In a letter to Labor Secretary Thomas Perez, Sen. Claire McCaskill, D-Missouri, applauded the Department’s efforts to create a “universal best interest standard,” but said “there are still risks in the proposal.”
As proposed, the rule would force most investors from a commission-based brokerage model to a fee-based advisory model, a more expensive option, said McCaskill, “and quite possibly unaffordable for holders of small accounts.”
That would mean more individuals would lose access to in-person advice. About 98 percent of IRA accounts hold less than $25,000.
“At a time when policy-makers and regulators should be preserving, protecting, and enhancing retirement savings policy, the proposed rule reverses what has been a recent trend to increase coverage, reduce leakage and enhance savings vehicles,” wrote McCaskill.
The letter lays out a fairly exhaustive list of concerns raised by stakeholders that oppose the rule.
In its current form, the proposal “appears to prohibit rollover advice,” she said.
The “seller’s exemption” in the proposal, which does not extend to sponsors of workplace plans with less than $100 million in assets or fewer than 100 participants, would make it more difficult for the country’s small employers to offer a plan, at a time when that market remains underserved.

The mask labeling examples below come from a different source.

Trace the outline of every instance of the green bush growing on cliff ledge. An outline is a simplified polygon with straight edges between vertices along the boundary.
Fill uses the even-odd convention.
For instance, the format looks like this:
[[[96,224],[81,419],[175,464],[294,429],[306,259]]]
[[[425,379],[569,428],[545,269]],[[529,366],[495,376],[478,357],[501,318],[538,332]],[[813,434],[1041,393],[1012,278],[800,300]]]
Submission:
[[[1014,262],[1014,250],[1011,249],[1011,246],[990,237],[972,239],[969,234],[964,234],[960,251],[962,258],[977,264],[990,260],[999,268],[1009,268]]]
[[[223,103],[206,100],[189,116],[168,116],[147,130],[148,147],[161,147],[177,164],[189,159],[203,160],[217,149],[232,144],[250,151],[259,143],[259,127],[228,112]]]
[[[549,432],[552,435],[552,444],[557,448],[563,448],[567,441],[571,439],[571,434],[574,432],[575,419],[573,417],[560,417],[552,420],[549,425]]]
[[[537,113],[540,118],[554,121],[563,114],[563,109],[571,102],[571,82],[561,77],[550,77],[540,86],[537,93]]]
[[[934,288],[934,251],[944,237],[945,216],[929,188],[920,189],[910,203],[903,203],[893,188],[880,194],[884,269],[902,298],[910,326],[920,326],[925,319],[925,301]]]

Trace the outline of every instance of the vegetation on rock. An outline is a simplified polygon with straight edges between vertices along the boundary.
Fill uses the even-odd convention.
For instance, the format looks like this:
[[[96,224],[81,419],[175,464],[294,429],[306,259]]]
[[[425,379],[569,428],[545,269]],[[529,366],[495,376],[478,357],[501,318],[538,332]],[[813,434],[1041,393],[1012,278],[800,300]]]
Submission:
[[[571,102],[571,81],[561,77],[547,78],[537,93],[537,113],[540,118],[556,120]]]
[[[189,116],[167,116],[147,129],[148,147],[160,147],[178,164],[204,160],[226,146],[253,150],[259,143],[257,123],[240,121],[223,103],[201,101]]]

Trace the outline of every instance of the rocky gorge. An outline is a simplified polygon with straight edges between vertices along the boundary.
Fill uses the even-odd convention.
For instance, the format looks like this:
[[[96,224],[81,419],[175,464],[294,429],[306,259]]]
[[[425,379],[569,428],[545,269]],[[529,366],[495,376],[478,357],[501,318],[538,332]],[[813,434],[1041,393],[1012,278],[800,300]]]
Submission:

That part of the proposal amounts to a “blanket rule eliminating advice for small employer plans,” said McCaskill.
She also addressed the proposal’s restrictive language on investment education, and said that as written, it would “nearly eliminate access to many annuity products,” at a time when bipartisan efforts in Congress have aimed to increase access to lifetime income products.
And requirements in the Best Interest Contract Exemption provision that require advisors provide one, five and 10 year cost estimates on investments “may run afoul of securities laws.”
In a separate letter, three Democratic Senators—Jon Tester, D-Montana, Heidi Heitkamp, D-North Dakota, and Joe Donnelly, D-Indiana—joined Sen. Angus King, I-Maine in a letter to Perez warning the proposal could stifle access to investment advice to “Main Street investors.”
The Senators call on Perez to amend the proposal to better protect commission-based advice, an echoed many of the concerns laid out in Sen. McCaskill’s letter.
“Concern about the rule as drafted has already led to legislative proposals in Congress that would prevent the DOL from completing action on this rule,” wrote the Senators.
“We believe there is an opportunity to craft a system that better protects investors while at the same time ensuring that we do not limit access to advice,” they said.